Born in Edinburgh in 1850, he was a frail little boy who often had to stay in
bed while other children were playing out of doors, and through force of circumstance he
developed his imagination to entertain himself. His delightful book of poetry for
children, A Child's Garden of Verses, recalls those days in Heriot Row.
The Stevensons were a family of great engineers, but Robert
disappointed them by his absence of enthusiasm for a solid professional career. He was
never happy to conform for the sake of conformity. His marriage to a woman who was
considerably older than him raised eyebrows - even present-day commentators sometimes
suggest that Fanny Osbourne was primarily a mother figure to him.

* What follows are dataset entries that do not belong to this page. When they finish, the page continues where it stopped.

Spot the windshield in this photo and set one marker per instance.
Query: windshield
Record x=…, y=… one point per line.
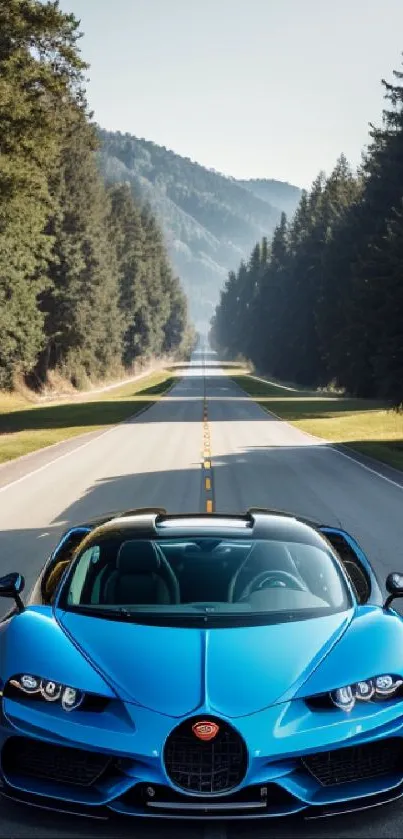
x=206, y=576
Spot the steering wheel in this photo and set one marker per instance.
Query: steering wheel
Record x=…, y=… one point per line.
x=283, y=577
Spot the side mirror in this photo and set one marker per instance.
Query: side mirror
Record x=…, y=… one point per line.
x=394, y=585
x=11, y=586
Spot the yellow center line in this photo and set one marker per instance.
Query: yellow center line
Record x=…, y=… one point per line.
x=206, y=464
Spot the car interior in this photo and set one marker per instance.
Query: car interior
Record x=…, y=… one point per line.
x=207, y=572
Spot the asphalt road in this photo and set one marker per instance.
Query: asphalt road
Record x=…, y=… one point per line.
x=160, y=458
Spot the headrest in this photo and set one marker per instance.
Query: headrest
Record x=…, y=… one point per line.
x=138, y=557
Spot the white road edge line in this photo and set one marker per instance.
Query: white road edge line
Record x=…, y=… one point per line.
x=67, y=454
x=328, y=445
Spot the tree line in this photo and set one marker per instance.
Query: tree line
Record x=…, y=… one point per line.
x=322, y=302
x=86, y=285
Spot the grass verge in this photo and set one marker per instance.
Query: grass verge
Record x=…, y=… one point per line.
x=365, y=426
x=25, y=428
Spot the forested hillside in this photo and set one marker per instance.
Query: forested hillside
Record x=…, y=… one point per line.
x=210, y=221
x=85, y=281
x=323, y=300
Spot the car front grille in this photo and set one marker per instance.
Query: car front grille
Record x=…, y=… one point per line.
x=356, y=763
x=37, y=759
x=205, y=767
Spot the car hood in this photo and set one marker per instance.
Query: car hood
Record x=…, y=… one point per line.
x=231, y=671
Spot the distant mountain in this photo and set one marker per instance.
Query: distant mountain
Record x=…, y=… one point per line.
x=278, y=193
x=211, y=222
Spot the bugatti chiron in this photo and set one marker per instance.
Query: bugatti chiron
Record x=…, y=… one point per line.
x=202, y=667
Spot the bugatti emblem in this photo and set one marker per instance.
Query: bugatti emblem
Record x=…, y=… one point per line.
x=205, y=730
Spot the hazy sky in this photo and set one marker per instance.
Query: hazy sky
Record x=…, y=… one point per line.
x=252, y=88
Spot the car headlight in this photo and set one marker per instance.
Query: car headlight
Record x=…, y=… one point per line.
x=377, y=689
x=33, y=686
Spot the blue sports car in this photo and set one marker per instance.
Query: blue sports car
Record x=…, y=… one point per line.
x=202, y=666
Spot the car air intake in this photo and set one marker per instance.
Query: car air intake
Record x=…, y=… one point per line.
x=356, y=763
x=205, y=766
x=37, y=759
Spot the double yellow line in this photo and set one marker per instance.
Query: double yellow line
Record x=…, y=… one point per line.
x=206, y=461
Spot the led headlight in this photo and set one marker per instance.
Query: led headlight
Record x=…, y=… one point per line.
x=69, y=698
x=379, y=688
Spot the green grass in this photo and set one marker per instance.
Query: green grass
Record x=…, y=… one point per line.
x=365, y=426
x=25, y=427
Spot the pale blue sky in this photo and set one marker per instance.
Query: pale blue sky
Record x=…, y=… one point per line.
x=252, y=88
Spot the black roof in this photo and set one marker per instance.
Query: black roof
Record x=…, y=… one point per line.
x=157, y=523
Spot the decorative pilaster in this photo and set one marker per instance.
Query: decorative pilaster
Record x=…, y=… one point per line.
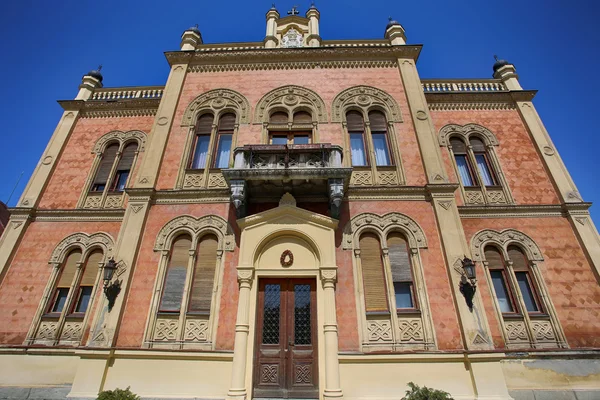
x=330, y=331
x=237, y=388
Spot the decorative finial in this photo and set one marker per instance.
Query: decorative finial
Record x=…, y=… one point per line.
x=294, y=11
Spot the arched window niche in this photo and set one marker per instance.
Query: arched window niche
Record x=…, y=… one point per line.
x=390, y=290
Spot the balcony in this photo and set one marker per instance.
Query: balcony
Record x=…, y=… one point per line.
x=310, y=172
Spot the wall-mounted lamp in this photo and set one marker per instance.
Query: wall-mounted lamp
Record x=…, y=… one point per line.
x=111, y=290
x=468, y=282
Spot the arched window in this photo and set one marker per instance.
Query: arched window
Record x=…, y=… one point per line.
x=356, y=131
x=465, y=169
x=224, y=140
x=524, y=279
x=104, y=169
x=499, y=275
x=483, y=164
x=203, y=131
x=378, y=126
x=123, y=171
x=373, y=273
x=402, y=275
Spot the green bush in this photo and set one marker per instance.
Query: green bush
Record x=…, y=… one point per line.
x=425, y=393
x=118, y=394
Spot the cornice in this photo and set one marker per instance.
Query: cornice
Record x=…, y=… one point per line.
x=113, y=108
x=295, y=55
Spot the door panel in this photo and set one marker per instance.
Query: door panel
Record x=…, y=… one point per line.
x=286, y=348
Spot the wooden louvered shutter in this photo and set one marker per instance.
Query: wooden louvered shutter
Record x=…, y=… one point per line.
x=278, y=118
x=399, y=258
x=127, y=157
x=108, y=159
x=494, y=258
x=227, y=122
x=91, y=269
x=458, y=146
x=518, y=259
x=355, y=122
x=477, y=144
x=204, y=124
x=68, y=272
x=302, y=117
x=176, y=273
x=204, y=274
x=373, y=277
x=377, y=121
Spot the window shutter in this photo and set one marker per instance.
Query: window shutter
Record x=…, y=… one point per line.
x=377, y=121
x=204, y=124
x=399, y=258
x=355, y=122
x=68, y=272
x=127, y=157
x=204, y=274
x=108, y=159
x=91, y=269
x=494, y=258
x=176, y=273
x=227, y=122
x=302, y=117
x=518, y=258
x=477, y=144
x=279, y=118
x=373, y=278
x=458, y=146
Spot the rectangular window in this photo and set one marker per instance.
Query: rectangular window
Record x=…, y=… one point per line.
x=484, y=170
x=60, y=300
x=357, y=146
x=301, y=139
x=404, y=296
x=85, y=293
x=223, y=151
x=382, y=155
x=501, y=292
x=463, y=170
x=527, y=292
x=201, y=152
x=279, y=139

Stevenson studied at Edinburgh University, in the Old Quad
situated directly opposite James Thin's bookshop on South Bridge. Though he loved books
and reading and his passionate ambition was to become a writer, he wasn't interested in
formal learning. He studied engineering for a session in 1867, then transferred to law,
becoming an advocate in 1875. But his heart just wasn't in it. As a student, he found fun
and distraction in Edinburgh pubs. One of his favourites was Rutherford's - it's still
there in Drummond Street, busy as ever.
Much as he loved Scotland, he felt stifled there by social
and family demands. A free and restless spirit, he became a great traveller despite
chronic ill health, and never failed to write up his experiences in books such as Inland
Voyage and Travels on a Donkey in the Cevennes. He and Fanny made good travel
companions, finally settling in 1889 on the gentle island of Samoa. The people there loved
him and called him Tusitala - teller of tales. He died in 1894 on his estate,
Vailima, at the age of forty-four, leaving unfinished Weir of Hermiston (published
posthumously in 1896), which some think would have been his masterpiece.
Stevenson is most strongly associated with Edinburgh, a city
whose dualism he chillingly characterised in The Strange Case of Dr Jekyll and Mr Hyde
(1886). However far away he travelled, images of life in Edinburgh filled his mind, as he
describes vividly in the following letter to his friend, Charles Baxter from Yacht Casco,
at sea, near the Paumotus in 1888:
'Last night as I lay under my blanket in the cockpit,
courting sleep all of a sudden I had a vision of - Drummond Street. It came on me like a
flash of lightning; I simply returned thither, and into the past. And when I remembered
all that I hoped and feared as I picked about Rutherford's in the rain and the east wind:
how I feared I should be a mere shipwreck, and yet timidly hoped not; how I feared I
should never have a friend, far less a wife, and yet passionately hoped I might; how I
hoped (if I did not take to drink) I should possibly write one little book I should like
the incident set upon a brass plate at the corner of that dreary thoroughfare, for all
students to read, poor devils, when their hearts are down.'
Stevenson's most famous adventure books, Treasure Island
and Kidnapped, first published in 1883 and 1886 respectively, are regarded as
classics. His work has inspired a remarkable diversity of interpretations from book
illustrators, from Charles Robinson's intriguing art nouveau drawings for A Child's
Garden of Verses to the dreamy dark images Mervyn Peake produced for Treasure Island.
Many of Robert Louis Stevenson's books are still in print, enthralling generation after
generation, and there are several first-rate RLS biographies available.